Three weeks later.....

" So you can't make it out today because your parents are coming over... at least can I come and meet your patents?"
I was taking to Imshad by phone while walking around my room with a heart was filled unknown dread every passing second.

''What! Why can't you? It's not a problem right? You can introduce me to your cousins too. Why are you hesitating to introduce me as your GIRLFRIEND?". I couldn't help but to feel angry at his carless behaviour . I've no idea why, but I feel like I'm on the edge these days. It's maybe because I had to balance my studies and my love life.I'm not complaining to anyone but the least he could do is to understand me. It's unbelievable! We have been knowing each other for almost one month , and still he didn't want to tell anyone about me. The reason for my hasting was I want to tie us into a commitment soon. I didn't want to lose him and I don't want him to lose me either. I was living in a nightmare

" You need more time? OK have as much as time you want . But please remember dear, I'm afraid I will lose you and I don't want that to happen because I love You so much. Yah I know you will never leave me .OK dear take care, have fun".

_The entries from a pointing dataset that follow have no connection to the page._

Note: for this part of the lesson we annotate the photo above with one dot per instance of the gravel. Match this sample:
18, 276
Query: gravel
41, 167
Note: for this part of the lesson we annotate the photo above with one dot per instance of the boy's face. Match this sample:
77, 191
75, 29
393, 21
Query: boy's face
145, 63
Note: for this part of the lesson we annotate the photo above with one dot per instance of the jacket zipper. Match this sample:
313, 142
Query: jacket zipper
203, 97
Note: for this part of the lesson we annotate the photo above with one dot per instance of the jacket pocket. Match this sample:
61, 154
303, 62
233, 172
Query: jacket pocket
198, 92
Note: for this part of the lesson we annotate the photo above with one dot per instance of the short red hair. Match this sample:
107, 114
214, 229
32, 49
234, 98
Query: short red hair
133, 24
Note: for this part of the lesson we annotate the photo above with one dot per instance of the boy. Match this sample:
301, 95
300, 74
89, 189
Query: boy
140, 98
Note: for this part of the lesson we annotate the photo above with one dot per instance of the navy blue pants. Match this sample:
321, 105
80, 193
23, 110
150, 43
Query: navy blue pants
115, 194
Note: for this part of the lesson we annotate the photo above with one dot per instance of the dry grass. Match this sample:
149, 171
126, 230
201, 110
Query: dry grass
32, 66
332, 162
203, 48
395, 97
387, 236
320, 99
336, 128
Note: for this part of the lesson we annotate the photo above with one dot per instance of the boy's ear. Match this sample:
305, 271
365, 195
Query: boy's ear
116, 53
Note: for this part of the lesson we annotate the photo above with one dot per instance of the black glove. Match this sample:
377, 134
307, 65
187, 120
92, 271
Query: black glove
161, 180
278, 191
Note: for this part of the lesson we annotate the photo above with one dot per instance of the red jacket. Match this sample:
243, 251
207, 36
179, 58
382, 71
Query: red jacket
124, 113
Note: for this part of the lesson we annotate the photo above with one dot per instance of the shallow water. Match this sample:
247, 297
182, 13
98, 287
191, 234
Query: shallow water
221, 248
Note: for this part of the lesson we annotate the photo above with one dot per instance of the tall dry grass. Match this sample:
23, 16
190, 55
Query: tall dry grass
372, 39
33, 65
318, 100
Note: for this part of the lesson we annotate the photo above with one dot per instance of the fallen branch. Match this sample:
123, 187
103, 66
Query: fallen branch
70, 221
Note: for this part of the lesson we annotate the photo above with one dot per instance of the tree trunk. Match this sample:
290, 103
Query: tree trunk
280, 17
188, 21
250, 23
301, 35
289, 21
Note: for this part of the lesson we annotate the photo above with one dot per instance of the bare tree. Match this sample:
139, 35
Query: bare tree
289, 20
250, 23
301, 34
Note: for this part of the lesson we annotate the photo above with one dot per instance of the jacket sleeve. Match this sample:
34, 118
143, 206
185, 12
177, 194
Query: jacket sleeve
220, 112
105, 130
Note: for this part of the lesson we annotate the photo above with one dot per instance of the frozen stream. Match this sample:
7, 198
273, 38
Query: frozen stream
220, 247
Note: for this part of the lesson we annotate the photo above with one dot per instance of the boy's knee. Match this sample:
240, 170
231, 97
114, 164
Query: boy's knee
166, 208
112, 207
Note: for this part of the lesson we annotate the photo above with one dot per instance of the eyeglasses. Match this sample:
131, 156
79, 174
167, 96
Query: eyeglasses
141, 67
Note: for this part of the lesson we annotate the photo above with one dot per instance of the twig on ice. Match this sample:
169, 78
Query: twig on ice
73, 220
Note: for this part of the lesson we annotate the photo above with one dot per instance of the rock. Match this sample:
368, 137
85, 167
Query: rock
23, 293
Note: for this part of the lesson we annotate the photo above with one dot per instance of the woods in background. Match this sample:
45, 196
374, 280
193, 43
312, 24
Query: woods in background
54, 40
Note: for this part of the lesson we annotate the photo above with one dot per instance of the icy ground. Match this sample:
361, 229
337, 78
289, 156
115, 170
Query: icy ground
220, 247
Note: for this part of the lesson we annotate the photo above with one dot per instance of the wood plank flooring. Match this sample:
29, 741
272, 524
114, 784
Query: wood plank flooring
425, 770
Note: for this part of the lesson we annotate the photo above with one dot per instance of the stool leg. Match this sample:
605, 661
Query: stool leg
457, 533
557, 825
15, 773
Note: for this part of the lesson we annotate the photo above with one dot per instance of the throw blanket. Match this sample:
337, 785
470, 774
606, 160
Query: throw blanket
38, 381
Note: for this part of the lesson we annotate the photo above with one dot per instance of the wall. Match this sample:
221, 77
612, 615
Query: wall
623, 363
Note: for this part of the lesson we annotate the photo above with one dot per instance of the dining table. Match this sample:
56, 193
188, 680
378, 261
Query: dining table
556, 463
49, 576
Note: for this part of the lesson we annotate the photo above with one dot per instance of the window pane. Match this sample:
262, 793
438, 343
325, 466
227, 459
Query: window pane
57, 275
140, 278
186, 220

I ended the call with a deep breath. What was I suppose to say after receiving that kind of a reply? After the Incident, I had to ask about a million apologies from Imshad. But still I feel as if he is still holding a grudge. He wasn't closer as he was before. But maybe i'm too quick to judge. Maybe he need some time to adjust since I really don't have a idea about how his family will react once they hear about me. And another thing which caused me paine was, Whenever we disagree about something he would bring about what happened that day. He knows I hate it, but he dose it anyway.

And Rahma and Ilma was keeping their distance from me. Part of me was glad that finally they stopped giving me advice's and left me alone . But the other part of me felt left out. Should I have listen to them? Suddenly a feeling of emptiness was added to my already aching heart .

**********

I M S H A D

I slammed the phone down after the talk with Anisa and sat on the chair. Even though the room was air conditioned , I felt a bead of sweat forming on my forehead. What was she thinking? How can I introduced her to my parents now? We have been dating only for a month . it's too soon. She better understand the situation. I muttered to my self while trying hard to suppress my anger.

My hair was a total mess due to my habit of running my hand over my hair whenever I was stressed. I couldn't believe why my parents suddenly wanted to visit me. Mum sounded pretty excited when she was talking in the phone. Plus I was annoyed because she said she was bringing my ''cousins'' while blabbering something about family reunion when I said no. Well and I'm suppose to take them out for a day spend. What a way to spend my day...

Some times my mother can be a real pain along with my sister . She's engaged and I'm totally cool with Hisham. When ever I'm free I use to spend time with him and my family. But after I stated loving Anisa I was busy hanging out with her. Not that I'm complaining about it.But since after the incident , she began to get irritated for simple things . I sensed that something has changed in her. She said that she's not speaking with her friends anymore which was totally fine by me. I didn't like them because I was afraid they might take Anisa away from me. Could it be the reason for her change? I no longer felt that happiness when ever I see her. but I don't want to leave her because no matter what, she's my umbrella girl. But the worst thing is, I was doubting my self. What if I wasn't the right guy for her? What if I made a mistake? while I was busy thinking all about Anisa the door bell rang. I got up and went to open the door knowing that it's probably my crazy family with that
''cousine'' or whoever.

When I opened the door, my jaw dropped. I was shocked beyond words when I saw the person in front of me. A gasp escaped from my mouth , Horrified at the sight of the person in front of me, horrified what could it mean to my future.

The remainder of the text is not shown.